US 12,249,319 B2
	Automatically determining language for speech recognition of spoken utterance received via an automated assistant interface
Pu-Sen Chao, Los Altos, CA (US); Diego Melendo Casado, Mountain View, CA (US); and Ignacio Lopez Moreno, New York, NY (US)
Assigned to GOOGLE LLC, Mountain View, CA (US)
Filed by GOOGLE LLC, Mountain View, CA (US)
Filed on Nov. 13, 2023, as Appl. No. 18/389,033.
Application 18/389,033 is a continuation of application No. 17/120,906, filed on Dec. 14, 2020, granted, now 11,817,085.
Application 17/120,906 is a continuation of application No. 15/769,023, granted, now 10,896,672, issued on Jan. 19, 2021, previously published as PCT/US2018/027812, filed on Apr. 16, 2018.
Prior Publication US 2024/0194191 A1, Jun. 13, 2024
This patent is subject to a terminal disclaimer.
Int. Cl. G10L 15/14 (2006.01); G06F 3/16 (2006.01); G10L 15/00 (2013.01); G10L 15/02 (2006.01); G10L 15/08 (2006.01); G10L 15/18 (2013.01); G10L 15/183 (2013.01); G10L 15/22 (2006.01); G10L 15/30 (2013.01)
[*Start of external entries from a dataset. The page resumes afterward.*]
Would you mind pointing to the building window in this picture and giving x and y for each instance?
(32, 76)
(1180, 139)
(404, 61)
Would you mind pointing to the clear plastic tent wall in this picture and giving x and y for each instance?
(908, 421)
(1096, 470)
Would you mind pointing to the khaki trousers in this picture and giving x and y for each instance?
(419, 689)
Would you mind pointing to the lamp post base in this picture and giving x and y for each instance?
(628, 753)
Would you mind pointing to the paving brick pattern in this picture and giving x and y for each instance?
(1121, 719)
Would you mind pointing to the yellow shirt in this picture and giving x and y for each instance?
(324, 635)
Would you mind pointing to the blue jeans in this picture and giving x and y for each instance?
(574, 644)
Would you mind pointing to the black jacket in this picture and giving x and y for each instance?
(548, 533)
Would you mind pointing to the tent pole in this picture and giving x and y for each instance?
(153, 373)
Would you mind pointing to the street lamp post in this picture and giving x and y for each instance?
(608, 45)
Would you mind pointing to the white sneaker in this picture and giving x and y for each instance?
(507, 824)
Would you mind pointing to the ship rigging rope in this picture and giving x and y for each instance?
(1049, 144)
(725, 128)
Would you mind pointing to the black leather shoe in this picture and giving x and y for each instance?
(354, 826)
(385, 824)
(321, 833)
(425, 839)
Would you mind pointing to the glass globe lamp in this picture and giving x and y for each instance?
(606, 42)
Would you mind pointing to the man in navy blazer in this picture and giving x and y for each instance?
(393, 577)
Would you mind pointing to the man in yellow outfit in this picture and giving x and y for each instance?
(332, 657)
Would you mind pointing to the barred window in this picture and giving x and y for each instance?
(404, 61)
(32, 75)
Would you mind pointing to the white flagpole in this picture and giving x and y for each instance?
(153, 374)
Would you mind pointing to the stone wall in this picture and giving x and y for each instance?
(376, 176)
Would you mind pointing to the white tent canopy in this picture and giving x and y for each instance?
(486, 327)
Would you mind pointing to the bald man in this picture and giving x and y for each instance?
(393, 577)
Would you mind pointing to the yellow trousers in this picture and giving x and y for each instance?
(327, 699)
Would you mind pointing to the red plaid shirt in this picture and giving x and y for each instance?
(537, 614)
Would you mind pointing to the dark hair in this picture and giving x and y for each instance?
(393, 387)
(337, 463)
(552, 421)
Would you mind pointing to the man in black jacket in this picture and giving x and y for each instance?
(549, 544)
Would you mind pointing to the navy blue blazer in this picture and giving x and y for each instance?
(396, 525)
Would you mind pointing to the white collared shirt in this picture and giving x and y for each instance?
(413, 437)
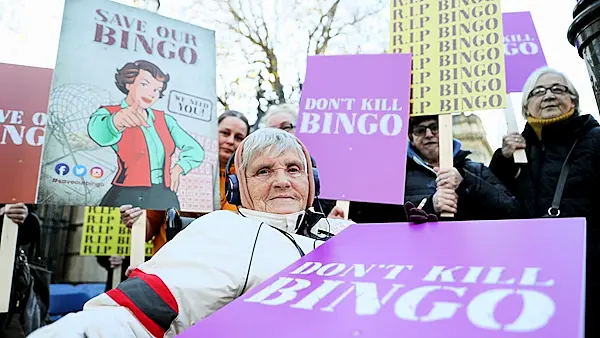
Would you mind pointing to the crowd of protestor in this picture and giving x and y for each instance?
(271, 214)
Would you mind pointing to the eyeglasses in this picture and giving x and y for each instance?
(421, 130)
(555, 89)
(287, 127)
(267, 174)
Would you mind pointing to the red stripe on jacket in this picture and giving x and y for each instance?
(161, 289)
(120, 298)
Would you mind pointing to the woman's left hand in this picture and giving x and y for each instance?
(448, 178)
(17, 212)
(418, 216)
(337, 212)
(175, 174)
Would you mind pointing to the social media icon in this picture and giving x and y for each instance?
(96, 172)
(79, 170)
(61, 169)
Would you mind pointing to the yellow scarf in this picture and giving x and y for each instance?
(537, 124)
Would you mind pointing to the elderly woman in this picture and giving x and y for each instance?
(556, 129)
(284, 117)
(219, 256)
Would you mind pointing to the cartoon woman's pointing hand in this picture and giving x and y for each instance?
(130, 117)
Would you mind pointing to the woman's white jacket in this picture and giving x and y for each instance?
(213, 261)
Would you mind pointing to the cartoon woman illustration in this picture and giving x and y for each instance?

CPC G10L 15/14 (2013.01) [G06F 3/167 (2013.01); G10L 15/005 (2013.01); G10L 15/02 (2013.01); G10L 15/1822 (2013.01); G10L 15/183 (2013.01); G10L 15/22 (2013.01); G10L 15/30 (2013.01); G10L 2015/088 (2013.01); G10L 2015/223 (2013.01); G10L 2015/228 (2013.01)]

16 Claims

1. A method implemented by one or more processors, the method comprising:

receiving audio data corresponding to a spoken utterance of a user, the audio data being based on detection of the spoken utterance by a client device;

processing the audio data using a first speech recognition model corresponding to a first language;

determining, based on processing the audio data using the first speech recognition model, content that is responsive to the spoken utterance;

monitoring for an additional spoken input from the user;

receiving, during the monitoring, additional audio data corresponding to an additional spoken utterance, the additional audio data being based on detection of the additional spoken utterance by the client device;

determining, based on receiving the additional audio data, that the additional spoken utterance is provided by an additional user;

accessing, based on the additional spoken utterance being provided by the additional user, a user profile corresponding to the additional user;

determining, based on accessing the user profile corresponding to the additional user, that the user profile provides a correspondence between the additional user and a second language;

based on determining that the user profile provides the correspondence between the additional user and the second language:

using a second speech recognition model, for the second language, in processing the additional audio data; and

causing the client device to render further responsive content based on the processing of the additional audio data using the second speech recognition model.